Publié le 18 août 2023, aux éditions de L'Olivier – traduction : Nicolas Richard

Par Benjamin Fogel, le 12-09-2023
Littérature et BD

[Attention, cet article dévoile en partie la structure et l’intrigue du roman]

Le milliardaire Andrew Bevel est mort. Quel homme se cachait derrière cette figure secrète du milieu des affaires, à l’intuition hors pair, qui régnait sur les marchés financiers, au point d’être accusé par ses détracteurs d’être l’unique responsable du krach boursier américain du 24 octobre 1929 et de la Grande Dépression ?

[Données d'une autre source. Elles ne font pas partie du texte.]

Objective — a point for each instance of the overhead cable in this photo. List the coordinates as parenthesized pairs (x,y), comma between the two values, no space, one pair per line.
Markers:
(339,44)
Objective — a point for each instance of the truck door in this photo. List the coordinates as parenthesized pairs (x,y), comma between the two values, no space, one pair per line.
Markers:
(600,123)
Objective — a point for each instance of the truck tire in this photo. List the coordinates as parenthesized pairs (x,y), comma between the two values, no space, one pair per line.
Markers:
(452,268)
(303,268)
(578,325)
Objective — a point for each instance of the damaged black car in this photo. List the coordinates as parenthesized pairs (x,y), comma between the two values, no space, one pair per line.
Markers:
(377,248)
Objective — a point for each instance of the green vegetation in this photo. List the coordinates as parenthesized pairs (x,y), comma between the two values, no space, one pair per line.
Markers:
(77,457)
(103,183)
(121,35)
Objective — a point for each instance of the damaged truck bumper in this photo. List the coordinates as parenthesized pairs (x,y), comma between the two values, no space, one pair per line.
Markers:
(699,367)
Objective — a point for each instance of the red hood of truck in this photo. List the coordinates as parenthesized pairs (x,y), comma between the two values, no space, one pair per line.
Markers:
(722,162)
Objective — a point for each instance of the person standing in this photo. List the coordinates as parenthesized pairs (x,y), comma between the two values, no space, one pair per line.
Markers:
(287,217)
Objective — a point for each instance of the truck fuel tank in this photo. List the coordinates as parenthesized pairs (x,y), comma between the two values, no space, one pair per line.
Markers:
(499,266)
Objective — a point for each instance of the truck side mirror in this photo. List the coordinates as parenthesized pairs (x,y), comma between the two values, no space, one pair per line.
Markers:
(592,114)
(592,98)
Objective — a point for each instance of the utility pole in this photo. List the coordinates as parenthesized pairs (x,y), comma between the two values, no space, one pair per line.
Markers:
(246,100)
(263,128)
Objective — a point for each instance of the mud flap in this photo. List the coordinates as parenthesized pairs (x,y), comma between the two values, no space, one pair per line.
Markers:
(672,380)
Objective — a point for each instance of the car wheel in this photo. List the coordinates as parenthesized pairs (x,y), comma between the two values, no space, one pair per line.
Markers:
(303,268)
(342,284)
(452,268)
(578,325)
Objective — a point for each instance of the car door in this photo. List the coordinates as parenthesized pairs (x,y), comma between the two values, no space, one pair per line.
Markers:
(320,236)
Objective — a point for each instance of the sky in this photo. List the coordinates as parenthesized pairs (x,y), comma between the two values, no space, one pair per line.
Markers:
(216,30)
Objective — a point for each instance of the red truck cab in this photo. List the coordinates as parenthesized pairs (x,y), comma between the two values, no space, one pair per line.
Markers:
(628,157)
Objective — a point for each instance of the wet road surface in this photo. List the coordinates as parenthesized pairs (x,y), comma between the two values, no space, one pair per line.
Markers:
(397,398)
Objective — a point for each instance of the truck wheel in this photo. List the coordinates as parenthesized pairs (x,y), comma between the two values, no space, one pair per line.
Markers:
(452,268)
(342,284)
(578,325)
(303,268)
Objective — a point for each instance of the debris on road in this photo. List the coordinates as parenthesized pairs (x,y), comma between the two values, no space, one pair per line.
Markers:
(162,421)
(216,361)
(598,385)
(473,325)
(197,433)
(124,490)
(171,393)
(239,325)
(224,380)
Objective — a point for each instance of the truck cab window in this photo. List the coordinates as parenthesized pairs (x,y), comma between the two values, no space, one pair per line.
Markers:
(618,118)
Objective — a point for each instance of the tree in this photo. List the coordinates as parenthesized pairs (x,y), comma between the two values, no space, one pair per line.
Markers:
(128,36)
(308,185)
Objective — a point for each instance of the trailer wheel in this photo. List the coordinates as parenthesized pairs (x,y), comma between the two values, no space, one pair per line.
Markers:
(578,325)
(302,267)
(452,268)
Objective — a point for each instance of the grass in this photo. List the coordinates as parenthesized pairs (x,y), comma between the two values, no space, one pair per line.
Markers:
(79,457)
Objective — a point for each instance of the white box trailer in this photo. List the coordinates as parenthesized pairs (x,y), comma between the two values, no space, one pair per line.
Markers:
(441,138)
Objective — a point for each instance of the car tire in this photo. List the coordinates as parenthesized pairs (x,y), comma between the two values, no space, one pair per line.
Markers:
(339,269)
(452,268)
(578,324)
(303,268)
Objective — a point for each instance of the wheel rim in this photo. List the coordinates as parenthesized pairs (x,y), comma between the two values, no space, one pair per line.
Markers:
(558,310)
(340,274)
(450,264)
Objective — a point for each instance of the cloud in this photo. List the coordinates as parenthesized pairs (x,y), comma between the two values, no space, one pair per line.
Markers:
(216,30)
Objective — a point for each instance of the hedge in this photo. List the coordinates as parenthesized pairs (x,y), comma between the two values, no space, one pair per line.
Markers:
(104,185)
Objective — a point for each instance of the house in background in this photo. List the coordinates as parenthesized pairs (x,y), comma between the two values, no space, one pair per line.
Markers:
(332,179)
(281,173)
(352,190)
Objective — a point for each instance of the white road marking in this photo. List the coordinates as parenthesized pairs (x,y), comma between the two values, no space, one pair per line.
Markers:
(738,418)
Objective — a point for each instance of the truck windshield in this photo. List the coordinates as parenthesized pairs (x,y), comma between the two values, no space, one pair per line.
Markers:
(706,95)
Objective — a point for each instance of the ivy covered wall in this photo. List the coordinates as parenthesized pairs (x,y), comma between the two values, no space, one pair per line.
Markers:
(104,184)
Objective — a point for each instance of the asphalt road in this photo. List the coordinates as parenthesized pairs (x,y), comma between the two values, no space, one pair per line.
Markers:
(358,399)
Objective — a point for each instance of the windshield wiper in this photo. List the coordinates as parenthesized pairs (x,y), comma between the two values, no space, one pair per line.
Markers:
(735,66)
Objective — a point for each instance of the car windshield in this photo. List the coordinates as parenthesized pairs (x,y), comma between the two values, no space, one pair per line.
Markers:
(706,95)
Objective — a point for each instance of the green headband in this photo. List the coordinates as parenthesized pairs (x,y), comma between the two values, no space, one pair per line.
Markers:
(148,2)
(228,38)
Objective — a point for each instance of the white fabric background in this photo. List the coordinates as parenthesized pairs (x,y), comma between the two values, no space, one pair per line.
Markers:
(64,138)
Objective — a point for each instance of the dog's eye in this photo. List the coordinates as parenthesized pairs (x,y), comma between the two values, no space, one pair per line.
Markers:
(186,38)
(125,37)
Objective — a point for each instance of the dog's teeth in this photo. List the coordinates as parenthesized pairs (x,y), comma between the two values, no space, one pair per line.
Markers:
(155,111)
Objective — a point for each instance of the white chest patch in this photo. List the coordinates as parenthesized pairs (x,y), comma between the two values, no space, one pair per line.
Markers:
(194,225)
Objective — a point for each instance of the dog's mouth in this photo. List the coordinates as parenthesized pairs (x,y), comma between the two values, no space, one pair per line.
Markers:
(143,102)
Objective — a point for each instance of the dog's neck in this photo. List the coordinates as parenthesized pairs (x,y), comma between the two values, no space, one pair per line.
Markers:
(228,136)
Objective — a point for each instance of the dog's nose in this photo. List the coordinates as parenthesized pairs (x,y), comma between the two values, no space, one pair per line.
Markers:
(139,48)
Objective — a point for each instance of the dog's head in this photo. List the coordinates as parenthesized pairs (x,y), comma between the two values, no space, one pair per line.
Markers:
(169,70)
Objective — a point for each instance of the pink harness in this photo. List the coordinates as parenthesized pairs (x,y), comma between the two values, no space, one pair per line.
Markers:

Trust, le second roman de Hernan Diaz, répond à cette question à travers quatre parties, portées par un style et des points de vue différents, qui se succèdent, se complètent et se réfutent : un roman biographique signé Harold Vanner ; l’autobiographie d’Andrew Bevel ; le témoignage de Ida Partenza, la biographe de Bevel ; et enfin un journal intime, retrouvé par Ida. Chaque partie se glisse dans les mensonges et les approximations de la précédente, avec un effet de réel saisissant, alors que tout est fiction. Dans la troisième partie, celle d’écrivaine Ida Partenza, Hernan Diaz dévoile via son personnage sa manière de travailler : les recherches documentaires – celles faîtes par Partenza sont sûrement celles faîtes par Diaz lui-même –, la manière de puiser dans ses expériences personnelles pour illustrer la psychologie des protagonistes, et la nécessité de fournir des détails intimes, ancrés dans le quotidien, pour entériner la véracité du propos.

Chaque partie se glisse dans les mensonges et les approximations de la précédente

On se croit d’abord dans une version revisitée de Citizen Kane d’Orson Welles (1941). Sauf que la grande figure de l’histoire américaine qu’Andrew Bevel est censé incarner se fissure de toute part, pour laisser place à trois personnages qui constituent le vrai sujet du roman : Mildred Bevel, Ida Partenza et la finance, soit respectivement la femme, l’employée et la passion d’Andrew Bevel, qui s’avèrera, lui, être un petit monsieur, dépassé par les événements.

Le titre du livre possède un triple sens. Il s’agit de la confiance que les gens s’accordent entre eux – avec l’idée de savoir si celle-ci est un bien financier comme un autre ; du degré de confiance que le lecteur prête au discours des personnages de chaque partie ; et enfin du « trust », au sens financier du terme, concentration horizontale, qui voit Andrew Bewell « racheter » des gens qui jouent dans la même catégorie intellectuelle que lui, – sans que l’on sache s’il s’agit d’une association d’intérêts convergents ou d’une OPA hostile (c’est le cas avec sa Mildred Bevel) – ou faire disparaître ses concurrents (c’est le cas avec Harold Vanner). Les titres des chapitres sont également des termes financiers, qui font échos aux vies des personnages. Celui qui rachète est moins intéressant que celui qui est racheté. Ce qui était une enquête sur Andrew Bevel devient une enquête sur Mildred Bevel.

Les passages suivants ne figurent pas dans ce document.